Bug #69987 mysql-5.7.1_m11.tar.gz does not match the file in src rpms
Submitted: 11 Aug 2013 21:47 Modified: 17 Sep 2013 13:33
Reporter: Simon Mudd (OCA) Email Updates:
Status: Won't fix Impact on me:
Category:MySQL Server: Packaging Severity:S3 (Non-critical)
Version:5.7.1_m11 OS:Linux
Assigned to: CPU Architecture:Any

[11 Aug 2013 21:47] Simon Mudd
While this may be a detail it's a bit confusing and caught me out while trying to look at making some patches to the 5.7.1 version, I noticed the source tar ball included in the source rpm files is different to the tar ball provided on the website.

How to repeat:
Download mysql-5.7.1-m11.tar.gz from the MySQL downloads page (http://dev.mysql.com/get/Downloads/MySQL-5.7/mysql-5.7.1-m11.tar.gz/from/http://cdn.mysql....
). It does have the indicated md5sum of bad2f6832db3a3feec7ccdbc79d436ba.

Download the MySQL-5.7.1_m11-2.rhel5.src.rpm or el6 version of the source rpm from http://dev.mysql.com/get/Downloads/MySQL-5.7/MySQL-5.7.1_m11-2.rhel5.src.rpm/from/http://c... and unpackage the sources with rpm -ivh MySQL-5.7.1_m11-2.rhel5.src.rpm. There is an included file called mysql-5.7.1-m11.tar.gz.
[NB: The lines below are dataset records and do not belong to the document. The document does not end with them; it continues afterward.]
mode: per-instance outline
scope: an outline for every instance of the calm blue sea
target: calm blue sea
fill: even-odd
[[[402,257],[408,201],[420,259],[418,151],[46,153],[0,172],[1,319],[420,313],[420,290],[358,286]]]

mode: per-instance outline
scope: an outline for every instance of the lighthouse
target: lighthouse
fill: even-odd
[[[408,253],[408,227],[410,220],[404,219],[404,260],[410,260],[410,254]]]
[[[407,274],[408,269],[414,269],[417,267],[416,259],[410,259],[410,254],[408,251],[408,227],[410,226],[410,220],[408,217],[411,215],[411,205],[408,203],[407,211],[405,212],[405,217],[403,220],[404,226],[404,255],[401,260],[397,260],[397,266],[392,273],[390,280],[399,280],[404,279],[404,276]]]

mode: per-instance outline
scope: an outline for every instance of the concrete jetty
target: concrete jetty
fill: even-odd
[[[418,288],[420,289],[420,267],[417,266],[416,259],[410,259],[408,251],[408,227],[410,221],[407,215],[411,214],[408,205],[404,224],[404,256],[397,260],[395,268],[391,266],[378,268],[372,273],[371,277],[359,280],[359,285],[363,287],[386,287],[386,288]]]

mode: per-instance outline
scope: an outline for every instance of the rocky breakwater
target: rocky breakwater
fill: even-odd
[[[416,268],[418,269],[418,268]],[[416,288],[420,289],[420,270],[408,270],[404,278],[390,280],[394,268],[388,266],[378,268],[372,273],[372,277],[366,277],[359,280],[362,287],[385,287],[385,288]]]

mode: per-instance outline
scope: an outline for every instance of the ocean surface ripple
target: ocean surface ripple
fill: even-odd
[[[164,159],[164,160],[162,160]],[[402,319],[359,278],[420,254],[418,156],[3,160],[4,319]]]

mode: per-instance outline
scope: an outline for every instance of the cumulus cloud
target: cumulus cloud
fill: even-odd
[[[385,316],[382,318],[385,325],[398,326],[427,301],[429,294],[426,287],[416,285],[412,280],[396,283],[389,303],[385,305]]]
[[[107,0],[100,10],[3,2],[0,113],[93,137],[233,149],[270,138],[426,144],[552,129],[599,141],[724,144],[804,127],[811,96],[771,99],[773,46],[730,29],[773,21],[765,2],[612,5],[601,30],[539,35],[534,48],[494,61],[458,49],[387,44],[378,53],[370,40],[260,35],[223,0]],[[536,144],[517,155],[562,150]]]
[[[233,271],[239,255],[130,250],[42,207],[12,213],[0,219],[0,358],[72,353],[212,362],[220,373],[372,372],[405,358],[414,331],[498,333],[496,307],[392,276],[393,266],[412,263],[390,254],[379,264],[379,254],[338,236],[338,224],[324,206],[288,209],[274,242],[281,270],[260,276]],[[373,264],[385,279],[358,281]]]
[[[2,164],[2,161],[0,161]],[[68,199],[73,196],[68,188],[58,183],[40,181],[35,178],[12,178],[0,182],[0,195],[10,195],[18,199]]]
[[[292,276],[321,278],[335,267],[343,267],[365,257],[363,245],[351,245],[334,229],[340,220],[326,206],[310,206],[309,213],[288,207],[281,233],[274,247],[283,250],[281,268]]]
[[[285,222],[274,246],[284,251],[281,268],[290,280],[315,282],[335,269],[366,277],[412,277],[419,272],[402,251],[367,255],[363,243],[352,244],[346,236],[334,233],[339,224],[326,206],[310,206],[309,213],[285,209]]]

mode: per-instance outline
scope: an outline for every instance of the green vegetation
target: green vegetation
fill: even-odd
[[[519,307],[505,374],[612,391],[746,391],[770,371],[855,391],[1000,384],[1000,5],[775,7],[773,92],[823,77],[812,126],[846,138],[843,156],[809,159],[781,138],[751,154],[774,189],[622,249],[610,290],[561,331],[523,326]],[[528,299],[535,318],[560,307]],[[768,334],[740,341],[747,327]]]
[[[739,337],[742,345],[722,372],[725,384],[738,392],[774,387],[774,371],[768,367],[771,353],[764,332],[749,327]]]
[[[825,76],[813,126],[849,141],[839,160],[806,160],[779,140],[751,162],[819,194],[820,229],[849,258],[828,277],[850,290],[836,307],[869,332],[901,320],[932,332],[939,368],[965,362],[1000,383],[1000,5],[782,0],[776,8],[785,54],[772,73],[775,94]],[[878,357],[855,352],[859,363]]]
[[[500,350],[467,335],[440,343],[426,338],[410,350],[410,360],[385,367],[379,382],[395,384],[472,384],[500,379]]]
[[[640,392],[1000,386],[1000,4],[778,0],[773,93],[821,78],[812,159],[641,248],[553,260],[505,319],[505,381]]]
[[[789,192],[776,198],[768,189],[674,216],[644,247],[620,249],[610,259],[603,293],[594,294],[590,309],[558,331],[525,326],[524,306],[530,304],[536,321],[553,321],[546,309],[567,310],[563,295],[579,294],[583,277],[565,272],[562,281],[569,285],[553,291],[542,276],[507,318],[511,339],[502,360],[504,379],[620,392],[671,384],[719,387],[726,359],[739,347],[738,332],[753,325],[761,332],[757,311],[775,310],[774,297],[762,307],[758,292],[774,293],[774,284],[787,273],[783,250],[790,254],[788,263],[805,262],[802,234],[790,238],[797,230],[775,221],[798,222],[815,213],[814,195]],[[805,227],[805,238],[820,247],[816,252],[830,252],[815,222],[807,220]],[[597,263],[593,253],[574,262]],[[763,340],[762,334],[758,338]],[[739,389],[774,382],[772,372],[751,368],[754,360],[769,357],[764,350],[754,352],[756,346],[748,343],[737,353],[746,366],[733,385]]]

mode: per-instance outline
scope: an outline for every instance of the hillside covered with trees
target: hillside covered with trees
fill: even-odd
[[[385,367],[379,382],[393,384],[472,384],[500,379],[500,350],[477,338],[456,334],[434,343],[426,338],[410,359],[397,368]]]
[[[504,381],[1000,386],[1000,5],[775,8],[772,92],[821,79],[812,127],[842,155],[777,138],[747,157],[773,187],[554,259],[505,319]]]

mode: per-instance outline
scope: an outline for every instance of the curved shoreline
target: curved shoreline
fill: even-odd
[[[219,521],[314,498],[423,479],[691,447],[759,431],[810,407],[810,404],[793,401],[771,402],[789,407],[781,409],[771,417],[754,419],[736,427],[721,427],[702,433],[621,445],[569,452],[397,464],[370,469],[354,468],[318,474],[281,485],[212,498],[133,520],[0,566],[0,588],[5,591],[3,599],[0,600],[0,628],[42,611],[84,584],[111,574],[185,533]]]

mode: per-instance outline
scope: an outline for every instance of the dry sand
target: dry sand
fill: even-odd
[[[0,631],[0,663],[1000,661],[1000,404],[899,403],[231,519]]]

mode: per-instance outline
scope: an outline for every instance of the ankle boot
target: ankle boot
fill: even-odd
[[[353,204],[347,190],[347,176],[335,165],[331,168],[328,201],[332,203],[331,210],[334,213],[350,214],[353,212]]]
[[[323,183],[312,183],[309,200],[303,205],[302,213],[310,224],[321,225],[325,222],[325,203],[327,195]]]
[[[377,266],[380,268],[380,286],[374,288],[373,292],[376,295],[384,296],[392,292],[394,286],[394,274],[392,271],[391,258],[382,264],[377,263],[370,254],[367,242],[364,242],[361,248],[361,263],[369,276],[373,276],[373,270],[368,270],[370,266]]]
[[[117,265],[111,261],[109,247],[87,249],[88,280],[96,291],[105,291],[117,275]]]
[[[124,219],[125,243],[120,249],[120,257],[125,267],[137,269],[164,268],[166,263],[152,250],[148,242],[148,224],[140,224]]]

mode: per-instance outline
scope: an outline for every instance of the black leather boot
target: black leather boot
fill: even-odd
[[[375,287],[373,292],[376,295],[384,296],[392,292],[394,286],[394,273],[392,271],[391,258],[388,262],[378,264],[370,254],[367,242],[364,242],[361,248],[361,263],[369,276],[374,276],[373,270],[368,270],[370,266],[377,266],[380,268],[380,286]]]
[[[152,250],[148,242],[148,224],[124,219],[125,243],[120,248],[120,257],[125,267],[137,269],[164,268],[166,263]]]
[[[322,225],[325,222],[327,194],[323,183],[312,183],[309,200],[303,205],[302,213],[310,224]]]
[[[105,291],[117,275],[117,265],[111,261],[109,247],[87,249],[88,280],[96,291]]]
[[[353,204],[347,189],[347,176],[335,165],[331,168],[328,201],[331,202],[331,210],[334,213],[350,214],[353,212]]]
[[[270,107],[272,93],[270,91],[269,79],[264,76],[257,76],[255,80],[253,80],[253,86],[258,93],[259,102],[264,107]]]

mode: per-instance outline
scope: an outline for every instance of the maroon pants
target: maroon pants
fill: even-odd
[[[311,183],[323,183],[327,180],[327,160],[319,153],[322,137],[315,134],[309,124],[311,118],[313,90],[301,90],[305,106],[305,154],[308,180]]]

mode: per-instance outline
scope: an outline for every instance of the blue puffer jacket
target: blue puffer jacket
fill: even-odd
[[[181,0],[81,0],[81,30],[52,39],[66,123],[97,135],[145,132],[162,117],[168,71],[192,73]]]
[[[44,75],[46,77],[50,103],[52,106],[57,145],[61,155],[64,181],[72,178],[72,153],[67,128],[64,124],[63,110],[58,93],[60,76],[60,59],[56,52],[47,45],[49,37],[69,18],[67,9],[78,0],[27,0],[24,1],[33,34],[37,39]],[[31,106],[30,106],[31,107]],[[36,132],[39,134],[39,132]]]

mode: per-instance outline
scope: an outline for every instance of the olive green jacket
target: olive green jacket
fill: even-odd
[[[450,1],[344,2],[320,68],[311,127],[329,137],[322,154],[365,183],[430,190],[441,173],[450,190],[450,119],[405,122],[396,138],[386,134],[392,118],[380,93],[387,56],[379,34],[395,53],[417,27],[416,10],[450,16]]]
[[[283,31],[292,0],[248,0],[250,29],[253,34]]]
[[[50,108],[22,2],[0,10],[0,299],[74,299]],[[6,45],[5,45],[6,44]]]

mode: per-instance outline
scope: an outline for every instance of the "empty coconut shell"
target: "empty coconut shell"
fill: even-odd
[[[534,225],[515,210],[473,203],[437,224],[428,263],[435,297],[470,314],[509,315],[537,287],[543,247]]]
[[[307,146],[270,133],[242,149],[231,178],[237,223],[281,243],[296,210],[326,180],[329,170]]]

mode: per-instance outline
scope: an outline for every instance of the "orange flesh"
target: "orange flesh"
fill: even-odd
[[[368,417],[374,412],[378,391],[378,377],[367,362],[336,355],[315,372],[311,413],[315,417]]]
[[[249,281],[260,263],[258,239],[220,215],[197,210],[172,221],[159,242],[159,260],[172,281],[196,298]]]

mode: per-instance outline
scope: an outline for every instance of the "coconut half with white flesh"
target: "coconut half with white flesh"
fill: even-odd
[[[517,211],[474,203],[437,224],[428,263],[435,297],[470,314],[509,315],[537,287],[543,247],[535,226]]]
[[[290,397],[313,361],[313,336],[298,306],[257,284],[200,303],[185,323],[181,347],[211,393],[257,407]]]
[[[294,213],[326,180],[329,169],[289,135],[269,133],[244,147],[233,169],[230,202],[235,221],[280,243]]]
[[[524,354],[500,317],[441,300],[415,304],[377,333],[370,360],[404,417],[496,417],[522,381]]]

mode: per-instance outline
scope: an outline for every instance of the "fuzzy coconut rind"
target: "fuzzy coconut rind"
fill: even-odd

However, it's md5sum is different:

$ md5sum ~/RPM/SRC/MySQL/mysql-5.7.1*
a0da50f0f4e4db942f180ee203c2265d  /home/sjmudd/RPM/SRC/MySQL/mysql-5.7.1-m11.tar.gz

Doing a diff -uNr on the 2 untarred trees gives:

$ diff -uNr a0da50f0f4e4db942f180ee203c2265d.mysql-5.7.1-m11 bad2f6832db3a3feec7ccdbc79d436ba.mysql-5.7.1-m11 | head -30
diff -uNr a0da50f0f4e4db942f180ee203c2265d.mysql-5.7.1-m11/Docs/INFO_SRC bad2f6832db3a3feec7ccdbc79d436ba.mysql-5.7.1-m11/Docs/INFO_SRC
--- a0da50f0f4e4db942f180ee203c2265d.mysql-5.7.1-m11/Docs/INFO_SRC      2013-06-21 12:48:01.000000000 +0200
+++ bad2f6832db3a3feec7ccdbc79d436ba.mysql-5.7.1-m11/Docs/INFO_SRC      2013-06-27 15:30:31.000000000 +0200
@@ -1,7 +1,7 @@
-revision-id: balasubramanian.kandasamy@oracle.com-20130429181254-qo7eeq46b00juvo3
-date: 2013-04-29 20:12:54 +0200
-build-date: 2013-06-21 12:37:21 +0200
-revno: 5217
+revision-id: balasubramanian.kandasamy@oracle.com-20130621124454-57h108p56tspz2y5
+date: 2013-06-21 14:44:54 +0200
+build-date: 2013-06-27 15:22:21 +0200
+revno: 5218
 branch-nick: mysql-5.7.1-m11-br16708067

This indicates that indeed the source tar ball is indeed different, and the build dates at least are 6 days apart.

Suggested fix:
We have seen in bug#69512 that repackaging different sources with the same file name is not helpful as it can lead to confusion, and the same goes here for this development version.

Indeed rpm is unaware of this as the .spec file does not have a way to indicate the expected checksum, so I have created a feature request for RedHat to make rpm be able to provide some sort of checksum for the source files it includes.

You can see that here: https://bugzilla.redhat.com/show_bug.cgi?id=995822.

So please when packaging your software ensure that the source tar ball matches the version you include in the source rpms as otherwise we have to either hope they will be the same or check them each time and that should not be necessary.
[11 Aug 2013 22:06] Simon Mudd
So please ensure, by updating the rpm release level and rebuilding the binary packages, that the mysql-5.7.1-m11.tar.gz included in the src rpms you have built, and used to build the binary packages does indeed have the expected md5sum of bad2f6832db3a3feec7ccdbc79d436ba.
[17 Sep 2013 13:33] Erlend Dahl
[4 Sep 2013 2:57] Yngve Svendsen

This was caused by the series of rebuilds done to accommodate the man page
licensing slip-up. We will in the future make sure to bump RPM build numbers,
since it has become abundantly clear that the "silent replace" strategy
causes endless problems. 

However, we will not respin 5.7.1 for this, so closing as "won't fix".